0743 GMT February 16, 2019
The world's third-largest economy was expected to post revised annualized growth of 1.5 percent in July-September, up from the initial estimate of 1.4 percent, the poll of 16 economists showed, according to Reuters.
This would translate into a quarter-on-quarter rise of 0.4 percent from the estimate of 0.3 percent.
Economists revised up their forecasts for the third quarter GDP after data by the finance ministry showed Japanese companies raised capital spending in July-September.
Yoshiki Shinke, chief economist at Dai-ichi Life Research Institute, said there was no change to the current structure in which external demand was boosting growth while private consumption remained weak.
"The trend is that the economy is on a steady recovery path," he said.
The poll found that capital expenditure, a key component of gross domestic product, was expected to rise 0.4 percent over the quarter, stronger than the 0.2 percent increase shown in the preliminary data.
The Cabinet Office will change the way private consumption and capital spending are calculated to increase the accuracy of preliminary GDP data, which makes it difficult for economists to forecast revised GDP, which is due on Friday.

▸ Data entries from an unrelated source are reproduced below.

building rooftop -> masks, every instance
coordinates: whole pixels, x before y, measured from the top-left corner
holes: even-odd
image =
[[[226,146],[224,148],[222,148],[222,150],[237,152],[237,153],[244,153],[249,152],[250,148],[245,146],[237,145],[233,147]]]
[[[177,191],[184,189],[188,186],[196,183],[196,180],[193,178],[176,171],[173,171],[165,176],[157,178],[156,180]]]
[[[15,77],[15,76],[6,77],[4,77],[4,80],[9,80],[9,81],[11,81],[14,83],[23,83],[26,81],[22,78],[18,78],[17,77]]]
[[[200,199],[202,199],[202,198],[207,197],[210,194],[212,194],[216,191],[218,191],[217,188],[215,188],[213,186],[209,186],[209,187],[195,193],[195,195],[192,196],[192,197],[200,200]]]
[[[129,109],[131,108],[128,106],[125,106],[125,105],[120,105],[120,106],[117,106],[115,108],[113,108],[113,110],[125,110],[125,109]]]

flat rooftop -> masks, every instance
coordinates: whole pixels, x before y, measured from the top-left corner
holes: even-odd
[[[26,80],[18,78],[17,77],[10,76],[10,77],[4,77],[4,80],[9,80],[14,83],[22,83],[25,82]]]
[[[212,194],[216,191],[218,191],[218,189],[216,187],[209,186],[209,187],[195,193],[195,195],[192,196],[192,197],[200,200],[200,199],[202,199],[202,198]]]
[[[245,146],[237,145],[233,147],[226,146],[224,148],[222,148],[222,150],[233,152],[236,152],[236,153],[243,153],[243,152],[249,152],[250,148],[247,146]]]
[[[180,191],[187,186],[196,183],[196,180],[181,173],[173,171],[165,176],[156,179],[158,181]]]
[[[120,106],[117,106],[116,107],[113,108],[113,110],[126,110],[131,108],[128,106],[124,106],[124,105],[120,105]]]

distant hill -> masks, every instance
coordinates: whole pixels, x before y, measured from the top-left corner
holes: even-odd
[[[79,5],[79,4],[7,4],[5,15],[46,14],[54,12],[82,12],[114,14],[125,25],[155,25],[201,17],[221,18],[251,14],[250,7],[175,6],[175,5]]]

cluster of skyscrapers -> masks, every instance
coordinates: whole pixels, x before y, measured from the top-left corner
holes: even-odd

Economists forecast the economy will continue to expand with upbeat overseas demand boosting exports.
Capital spending is also likely to grow ahead of the 2020 Tokyo Olympic Games and on investment in labor-saving technology.
Nonetheless, a sluggish recovery in consumer spending and wages supports expectations that the Bank of Japan will continue its stimulus policy to achieve its two percent inflation target.
The government is set to compile an extra budget worth 2.7-2.9 trillion yen ($24-26 billion) for the fiscal year to March 2018, to boost childcare support, raise productivity at small and medium-sized companies, and to strengthen the farm sector's competitiveness, government sources told Reuters.
Prime Minister Shinzo Abe's top economic advisory panel wants the coming year's budget to reflect a combination of monetary easing and ‘growth-oriented’ fiscal policy.